In this work, we fabricated a GaN 64 × 64 micro LED monolithic display array on a passive drive circuit with a flip-chip aligner. The sapphire substrate of the GaN micro LED array remained as a support frame and as display windows. The size of a single micro LED pixel within the monolithic array was 20 μm × 20 μm, and its electro-optic characteristics were measured.

We found that the micro LED light power distribution covered the adjacent pixel positions and was caused by the micro size of the LEDs and the waveguiding of the sapphire transparent substrate, leading to optical crosstalk between the adjacent pixels. The smaller the size and separation of the micro LEDs, the more serious this problem became, leading to a decrease in the display resolution.

There are several methods that can be used to weaken the crosstalk between the display pixels, such as substrate removal and wafer bonding [23,24]. These methods require micro LED lift-off from the transparent substrate, which changes the monolithic array to discrete micro LEDs and may cause GaN LED damage. Reducing the sapphire substrate thickness and implementing a light extraction structure [25,26,27,28,29] could be an alternative route by which to reduce micro LED light crosstalk.

In this paper, a sapphire substrate photonic crystal structure was employed to verify the light crosstalk effect. After monolithic micro LED array chip fabrication and wafer dicing, it is difficult to apply photolithography masks and dry etching techniques to produce micro/nano patterns on the surface of the sapphire substrate. Therefore, we used FIB technology to process the photonic crystal structure in the substrate area. Through the graphic, coordinates are established by the FIB system, and the relative position of the photonic crystal area and the micro LED pixel area can be accurately controlled.

2. Experiments

In this work, a GaN 64 × 64 micro LED monolithic display array was bonded onto a passive drive circuit using a flip-chip aligner. The display chip size of the 64 × 64 micro LED array, as shown in Figure 1, was 2016 μm × 2016 μm. The size of the micro LEDs in the display array was 20 μm × 20 μm, and the pitch of the micro LEDs was 28 μm.
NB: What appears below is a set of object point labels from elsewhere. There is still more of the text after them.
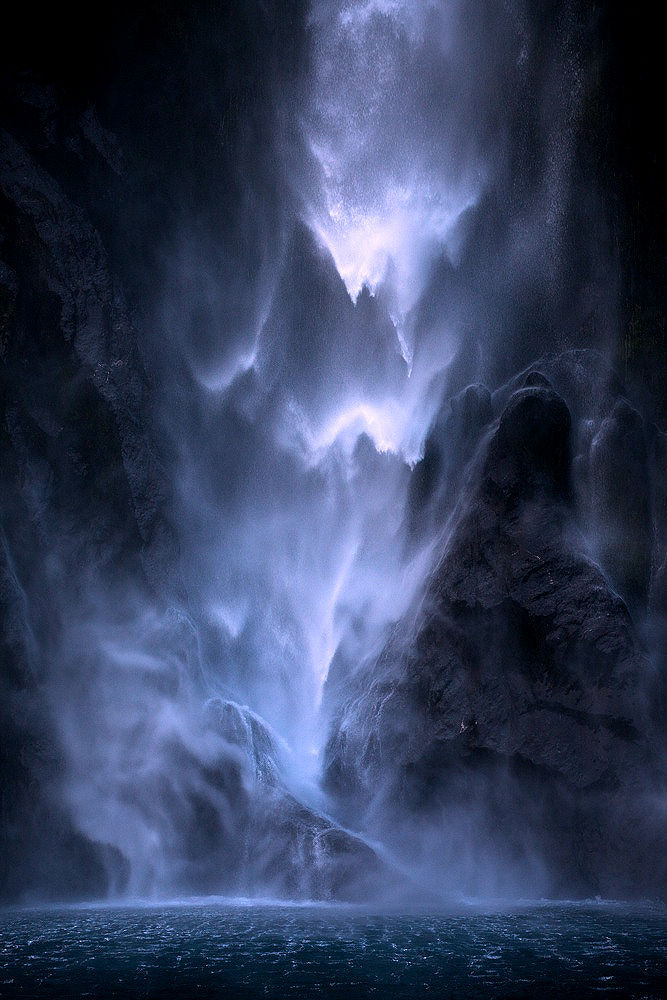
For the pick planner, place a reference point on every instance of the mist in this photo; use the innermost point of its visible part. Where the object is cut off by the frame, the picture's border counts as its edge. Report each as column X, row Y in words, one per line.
column 337, row 244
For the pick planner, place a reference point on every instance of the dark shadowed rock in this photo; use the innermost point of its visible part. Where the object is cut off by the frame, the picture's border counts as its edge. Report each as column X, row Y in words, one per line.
column 514, row 689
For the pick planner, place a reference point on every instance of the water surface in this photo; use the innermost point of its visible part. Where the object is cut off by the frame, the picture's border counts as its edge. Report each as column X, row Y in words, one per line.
column 222, row 949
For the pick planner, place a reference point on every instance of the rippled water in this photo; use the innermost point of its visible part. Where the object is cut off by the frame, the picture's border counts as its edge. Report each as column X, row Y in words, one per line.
column 235, row 950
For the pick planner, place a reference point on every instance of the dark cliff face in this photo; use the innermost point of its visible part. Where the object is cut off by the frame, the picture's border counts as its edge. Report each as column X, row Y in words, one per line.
column 524, row 697
column 517, row 690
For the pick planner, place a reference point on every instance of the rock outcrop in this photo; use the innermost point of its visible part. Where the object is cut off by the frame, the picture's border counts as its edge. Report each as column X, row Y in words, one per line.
column 514, row 689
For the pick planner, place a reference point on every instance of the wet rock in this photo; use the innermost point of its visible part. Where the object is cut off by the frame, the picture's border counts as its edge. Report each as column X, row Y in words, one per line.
column 515, row 686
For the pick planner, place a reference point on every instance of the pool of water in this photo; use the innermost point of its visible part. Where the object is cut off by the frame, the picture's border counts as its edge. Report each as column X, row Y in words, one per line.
column 222, row 949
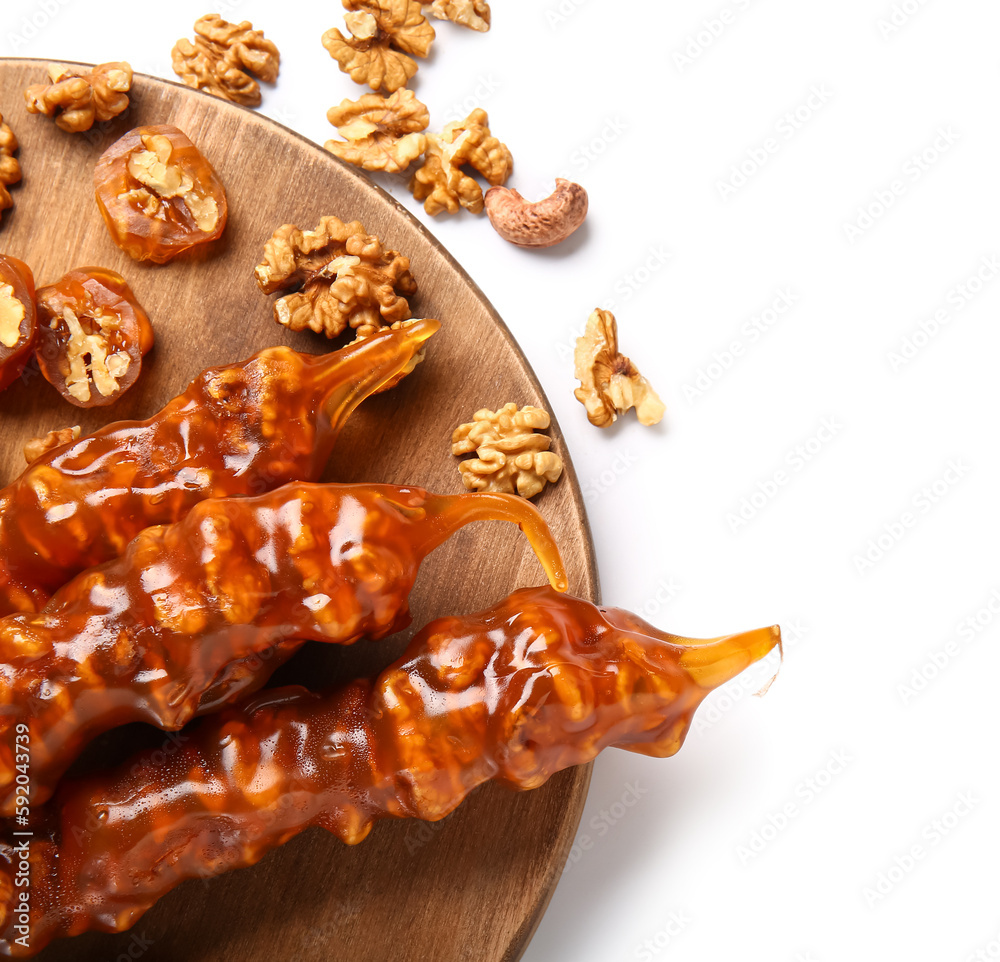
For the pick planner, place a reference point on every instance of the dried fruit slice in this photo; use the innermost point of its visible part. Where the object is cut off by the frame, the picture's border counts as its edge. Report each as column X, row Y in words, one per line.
column 92, row 336
column 158, row 194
The micro LED wafer layers from top to bottom consisted of 400 nm P-GaN, 180 nm 10-period GaN/InGaN multi-quantum wells, 1.5 μm N-GaN, a 3 μm undoped GaN buffer layer, and 150 μm of sapphire substrate. The array quantum well emission peak wavelength was 460 nm. The micro LED P, N electrode Au pads were situated on the top of the device. The N pad (thickness = 0.5 μm) was fabricated on the N-GaN following an ICP (inductive coupled plasma) etch through the P-layer, and the P electrode pad (thickness = 0.5 μm) was integrated into the 1 μm ITO transparent current spreading layer of the P-GaN. The P, N metal layer underwent rapid thermal annealing (@ 450 °C, 10 min). Then, the SiNx layer isolated and protected the P and N zone mesa. The micro LED P, N pad diameters were 5 μm.

The drive circuit structure is shown in Figure 2, including the high-resistivity Si substrate, the Ti/Au row line for the LED anode, the Ti/Au column line for the LED cathode, and Au pads for the LED P, N electrode connection. As shown in Figure 2a, the P, N electrode lines are extruded to the 100 μm × 100 μm connection pad at the edge of the silicon substrate. In order to save substrate area space and facilitate the gold wire bonding, P-type odd-numbered electrode pads are arranged on the upper boundary of the substrate, and even-numbered P electrode pads are arranged on the lower boundary. Similarly, N-type odd electrode pads are arranged on the left side of the chip, while even N electrodes pads are on the right.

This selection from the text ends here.